Generation using Energy-Based Models

Posted on Apr 11, 2026

Generation using Energy-Based Models

We are given a set of samples from some (unknown) distribution. How can we generate more samples from this unknown distribution? This is a classical problem in generative modelling. This post shows how to solve this problem using energy-based models with Langevin Monte Carlo (LMC) sampling algorithm.

Problem Setup
Solution Approach
Loss function
Langevin Monte Carlo
Network Architecture
- Training
Inference
References

Problem Setup

We are given samples ${x_1, x_2, \dots, x_N}$, where $x_i \in \mathbb{R}$, which comes from some unknown distribution. Let that underlying distribution be $p^*$. This forms our training set. Using only this training set, the objective is to generate more samples from $p^*$.

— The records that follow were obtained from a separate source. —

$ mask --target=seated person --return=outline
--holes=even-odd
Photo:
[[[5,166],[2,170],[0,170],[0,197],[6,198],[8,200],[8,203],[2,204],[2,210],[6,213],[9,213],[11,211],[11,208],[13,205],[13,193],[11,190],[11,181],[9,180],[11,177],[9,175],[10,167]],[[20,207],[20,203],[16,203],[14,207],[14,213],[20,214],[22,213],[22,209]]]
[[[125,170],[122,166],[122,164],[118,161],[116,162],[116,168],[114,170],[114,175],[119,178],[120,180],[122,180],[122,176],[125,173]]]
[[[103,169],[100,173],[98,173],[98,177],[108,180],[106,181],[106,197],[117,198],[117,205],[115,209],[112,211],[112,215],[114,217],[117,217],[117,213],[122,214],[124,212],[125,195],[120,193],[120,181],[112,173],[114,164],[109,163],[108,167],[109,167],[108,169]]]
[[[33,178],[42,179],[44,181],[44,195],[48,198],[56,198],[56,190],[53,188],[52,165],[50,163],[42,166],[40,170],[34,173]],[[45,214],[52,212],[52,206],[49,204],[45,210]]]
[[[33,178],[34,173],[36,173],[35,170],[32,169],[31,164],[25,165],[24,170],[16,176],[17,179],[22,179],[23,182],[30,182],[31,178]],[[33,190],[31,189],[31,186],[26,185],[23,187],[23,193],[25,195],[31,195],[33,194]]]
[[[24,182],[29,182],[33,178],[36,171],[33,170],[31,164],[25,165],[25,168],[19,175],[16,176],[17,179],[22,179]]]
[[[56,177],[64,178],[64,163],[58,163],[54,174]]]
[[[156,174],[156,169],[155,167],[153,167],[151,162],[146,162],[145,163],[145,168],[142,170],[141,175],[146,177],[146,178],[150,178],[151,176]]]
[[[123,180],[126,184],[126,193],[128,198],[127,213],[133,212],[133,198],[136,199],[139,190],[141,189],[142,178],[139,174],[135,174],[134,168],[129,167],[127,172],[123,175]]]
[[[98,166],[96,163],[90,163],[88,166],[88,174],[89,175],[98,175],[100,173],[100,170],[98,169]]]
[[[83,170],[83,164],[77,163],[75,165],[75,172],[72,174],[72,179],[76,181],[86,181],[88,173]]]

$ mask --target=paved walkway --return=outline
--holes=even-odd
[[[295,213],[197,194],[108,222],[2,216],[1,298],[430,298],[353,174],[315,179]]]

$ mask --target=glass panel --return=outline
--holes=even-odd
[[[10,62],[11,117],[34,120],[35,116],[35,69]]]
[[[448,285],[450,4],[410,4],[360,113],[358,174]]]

Let’s assume we have $N=10,000$ samples from a 1D Gaussian distribution with mean $\mu=5$ and variance $\sigma^2=1$. The histogram of the samples is shown below.

import numpy as np
import matplotlib.pyplot as plt
import seaborn as sns

mu = 5
sigma = 1
n_samples = 1000

# Generating samples using pseudo-random number generator
samples = np.random.normal(mu, sigma, n_samples)

**Figure 1.** Generating samples from a 1D Gaussian distribution and visualizing them using a histogram.

The histogram represents the data samples we actually have, while the red line represents the mathematical ideal defined by the probability density function (PDF):

\[p(x) = \frac{1}{\sigma\sqrt{2\pi}} e^{-\frac{1}{2}\left(\frac{x-\mu}{\sigma}\right)^2} \hspace{0.5cm} \text{where } \mu = 5, \sigma = 1\]

Now, let’s pretend that we don’t know the parameters $\mu$ and $\sigma$ of this underlying distribution. We only have the samples ${x_1, x_2, \dots, x_N}$. How can we generate more samples from this (unknown) underlying distribution?

Solution Approach

Let’s look at an explicit generative modelling approach to solve this problem, which is a two-step process.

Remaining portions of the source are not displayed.